# Automorphisms of Finite Fields

1. Sep 7, 2005

### isaiah

I am trying to figure out the effect of a field automorphism on a field with a non prime subfield.

Say for example $$F_{2^{29}}$$, $$F_{2^{58}}$$ and $$F_{2^{116}}$$

Let $$\alpha \in F_{2^{58}}$$\$$F_{2^{29}}$$

Under $${\sigma}^{i}, 1 \le i \le 58$$ do we get any case where $$\alpha$$ becomes an element of $$F_{2^{29}}$$ ?

If not why not since the orbit of $$\alpha$$ under this automorphism will be 58.
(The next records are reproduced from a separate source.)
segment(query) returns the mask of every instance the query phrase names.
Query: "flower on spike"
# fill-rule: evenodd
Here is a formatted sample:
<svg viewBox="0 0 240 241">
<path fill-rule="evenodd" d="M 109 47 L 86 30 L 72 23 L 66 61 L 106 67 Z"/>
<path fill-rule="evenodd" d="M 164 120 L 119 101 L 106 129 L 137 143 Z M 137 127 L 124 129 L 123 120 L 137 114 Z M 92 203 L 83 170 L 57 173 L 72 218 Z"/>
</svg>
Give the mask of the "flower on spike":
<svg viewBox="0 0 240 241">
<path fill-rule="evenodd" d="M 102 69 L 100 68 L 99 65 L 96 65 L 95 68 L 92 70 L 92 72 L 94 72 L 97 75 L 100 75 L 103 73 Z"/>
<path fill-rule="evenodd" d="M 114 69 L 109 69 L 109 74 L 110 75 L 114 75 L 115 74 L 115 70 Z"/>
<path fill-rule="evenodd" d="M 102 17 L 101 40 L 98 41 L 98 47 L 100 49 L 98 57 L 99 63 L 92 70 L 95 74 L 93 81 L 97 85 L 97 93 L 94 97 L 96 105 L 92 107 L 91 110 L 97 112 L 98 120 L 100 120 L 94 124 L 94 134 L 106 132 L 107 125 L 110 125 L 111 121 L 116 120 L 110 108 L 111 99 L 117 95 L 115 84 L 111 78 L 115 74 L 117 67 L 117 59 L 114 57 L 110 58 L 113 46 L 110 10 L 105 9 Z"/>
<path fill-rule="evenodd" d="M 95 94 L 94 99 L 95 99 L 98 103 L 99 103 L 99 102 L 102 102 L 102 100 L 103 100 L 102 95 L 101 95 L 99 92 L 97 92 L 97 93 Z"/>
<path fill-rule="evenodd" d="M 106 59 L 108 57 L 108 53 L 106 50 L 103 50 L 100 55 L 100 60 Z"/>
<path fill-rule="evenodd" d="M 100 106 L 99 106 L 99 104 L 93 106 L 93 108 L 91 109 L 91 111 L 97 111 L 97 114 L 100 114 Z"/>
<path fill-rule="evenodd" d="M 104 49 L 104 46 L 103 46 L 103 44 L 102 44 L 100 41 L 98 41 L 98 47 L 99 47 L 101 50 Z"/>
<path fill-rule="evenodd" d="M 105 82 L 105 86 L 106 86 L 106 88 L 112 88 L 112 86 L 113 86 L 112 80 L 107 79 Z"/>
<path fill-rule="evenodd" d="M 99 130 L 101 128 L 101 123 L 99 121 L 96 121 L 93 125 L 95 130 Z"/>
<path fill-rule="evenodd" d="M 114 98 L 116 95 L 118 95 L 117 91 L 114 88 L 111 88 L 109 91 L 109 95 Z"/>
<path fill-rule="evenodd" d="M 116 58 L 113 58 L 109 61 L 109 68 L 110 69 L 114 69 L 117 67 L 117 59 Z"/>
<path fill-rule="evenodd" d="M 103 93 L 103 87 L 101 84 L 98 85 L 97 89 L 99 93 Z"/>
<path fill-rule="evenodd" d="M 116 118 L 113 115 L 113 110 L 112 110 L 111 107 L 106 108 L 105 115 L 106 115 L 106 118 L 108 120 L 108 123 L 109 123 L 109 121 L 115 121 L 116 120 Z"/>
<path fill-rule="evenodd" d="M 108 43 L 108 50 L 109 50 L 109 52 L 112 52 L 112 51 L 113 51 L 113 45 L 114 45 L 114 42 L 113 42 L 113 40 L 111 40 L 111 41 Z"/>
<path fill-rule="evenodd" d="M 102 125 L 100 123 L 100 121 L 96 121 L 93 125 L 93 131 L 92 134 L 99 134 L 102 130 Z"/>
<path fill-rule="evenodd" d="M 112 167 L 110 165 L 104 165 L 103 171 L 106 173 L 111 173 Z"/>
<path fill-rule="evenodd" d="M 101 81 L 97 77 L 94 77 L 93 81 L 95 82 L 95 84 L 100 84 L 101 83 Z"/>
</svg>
Does it mean that the other elements shift to $$F_{2^{116}}$$?

Isaiah.

Last edited: Sep 8, 2005
2. Sep 7, 2005

### Palindrom

Remember that a finite extension E/F is normal iff every automorphism of E sends F to itself. Since any finite extension of finite fields is Galois, any automorphism of F_2^58 must send F_2^29 to itself. Does that answer your question?

3. Sep 8, 2005

### isaiah

Now what really happens to the elements of F_2^58\F_2^29 (ie exclude the ones in F_2^29)? Do they go to F_2^29 or do they remain in F_2^58\F_2^29?

Thanks,

Isaiah.

4. Sep 8, 2005

### Palindrom

Well, an automorphism is one to one and onto, so if f:A->A is one to one and onto, and f(B)=B, we must have f(A\B)=A\B, mustn't we?